Course pages 2016–17
This module aims to provide the world with more network architects. The 2011-2012 version was oriented around the evolution of IP to support new services like multicast, mobility, multihoming, pub/sub and, in general, data oriented networking. The course is a paper reading which puts the onus on the student to do the work.
- IPng [2 lectures, Jon Crowcroft]
- New Architectures [2 lectures, Jon Crowcroft]
- Multicast [2 lectures, Jon Crowcroft]
- Content Distribution and Content Centric Networks [2 lectures, Jon Crowcroft]
- Resource Pooling [2 lectures, Jon Crowcroft]
- Green Networking [2 lectures, Jon Crowcroft]
- Alternative Router Implementions [2 lectures, Jon Crowcroft]
- Data Center Networks [2 Lectures, Jon Crowcroft]
On completion of this module, students should be able to:
- contribute to new network system designs;
- engineer evolutionary changes in network systems;
- identify and repair architectural design flaws in networked systems;
- see that there are no perfect solutions (aside from academic ones) for routing, addressing, naming;
- understand tradeoffs in modularisation and other pressures on clean software systems implementation, and see how the world is changing the proper choices in protocol layering, or non layered or cross-layered.
Assessment is through three graded essays (each chosen individually from a number of suggested or student-chosen topics), as follows:
- Analysis of two different architectures for a particular
scenario in terms of cost/performance tradeoffs for some
functionality and design dimension, for example:
- ATM – e.g. for hardware versus software tradeoff
- IP – e.g. for mobility, multi-homing, multicast, multipath
- 3GPP – e.g. for plain complexity versus complicatedness
- A discursive essay on a specific communications systems component, in a particular context, such as ad hoc routing, or wireless sensor networks.
- A bespoke network design for a narrow, well specified specialised target
scenario, for example:
- A customer baggage tracking network for an airport.
- in-flight entertainment system.
- in-car network for monitoring and control.
- inter-car sensor/control network for automatic highways.
This course does not feature any implementation work due to time constraints.
- Three 1,200-word essays (worth 25% each), and
- an annotated bibliography (25%).
Keshav, S. (1997).
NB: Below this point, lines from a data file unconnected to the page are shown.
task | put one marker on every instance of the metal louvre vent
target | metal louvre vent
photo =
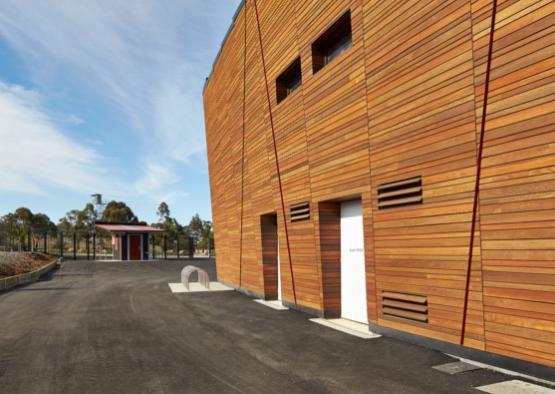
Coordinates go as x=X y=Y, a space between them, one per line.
x=300 y=211
x=405 y=306
x=400 y=193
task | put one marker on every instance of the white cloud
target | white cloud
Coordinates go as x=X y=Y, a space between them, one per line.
x=35 y=154
x=146 y=58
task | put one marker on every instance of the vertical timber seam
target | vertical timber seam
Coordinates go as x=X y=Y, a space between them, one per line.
x=478 y=170
x=275 y=152
x=313 y=207
x=243 y=151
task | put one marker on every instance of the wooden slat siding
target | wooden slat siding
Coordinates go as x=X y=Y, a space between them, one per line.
x=330 y=255
x=516 y=203
x=262 y=190
x=281 y=48
x=421 y=109
x=404 y=101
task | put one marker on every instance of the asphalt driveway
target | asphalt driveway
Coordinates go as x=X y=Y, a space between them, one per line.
x=117 y=328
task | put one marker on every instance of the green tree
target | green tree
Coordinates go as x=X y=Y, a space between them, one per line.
x=207 y=236
x=79 y=220
x=195 y=228
x=118 y=212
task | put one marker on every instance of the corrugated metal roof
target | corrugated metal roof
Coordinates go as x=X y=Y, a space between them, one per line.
x=224 y=40
x=129 y=228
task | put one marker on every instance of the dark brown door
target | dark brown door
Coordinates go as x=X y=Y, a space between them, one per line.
x=135 y=247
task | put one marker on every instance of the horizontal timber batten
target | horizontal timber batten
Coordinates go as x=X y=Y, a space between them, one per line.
x=393 y=118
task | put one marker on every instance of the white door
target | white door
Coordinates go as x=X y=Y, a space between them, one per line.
x=353 y=272
x=279 y=276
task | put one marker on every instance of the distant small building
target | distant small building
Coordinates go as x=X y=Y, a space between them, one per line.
x=129 y=241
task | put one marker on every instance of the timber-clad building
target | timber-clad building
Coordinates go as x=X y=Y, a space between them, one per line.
x=392 y=162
An engineering approach to computer networking.
Addison-Wesley (1st ed.). ISBN 0201634422
Peterson, L.L. & Davie, B.S. (2007). Computer networks: a systems approach. Morgan Kaufmann (4th ed.).
Day, John (2007). Patterns in network architecture: a return to fundamentals. Prentice Hall.
Krishnamurthy, B. & Rexford, J. (2001). Web protocols and practice: HTTP/1.1, Networking protocols, caching, and traffic measurement. Addison-Wesley.
Economics and networks:
Frank, Robert H. (2008). The economic naturalist: why economics explains almost everything.
Certainly, a collection of papers (see ACM CCR which publishes notable network researchers' favourite ten papers every 6 months or so).
R02 Network Architectures cannot be taken in conjunction with L100 Introduction to Natural Language Processing in 2012-13.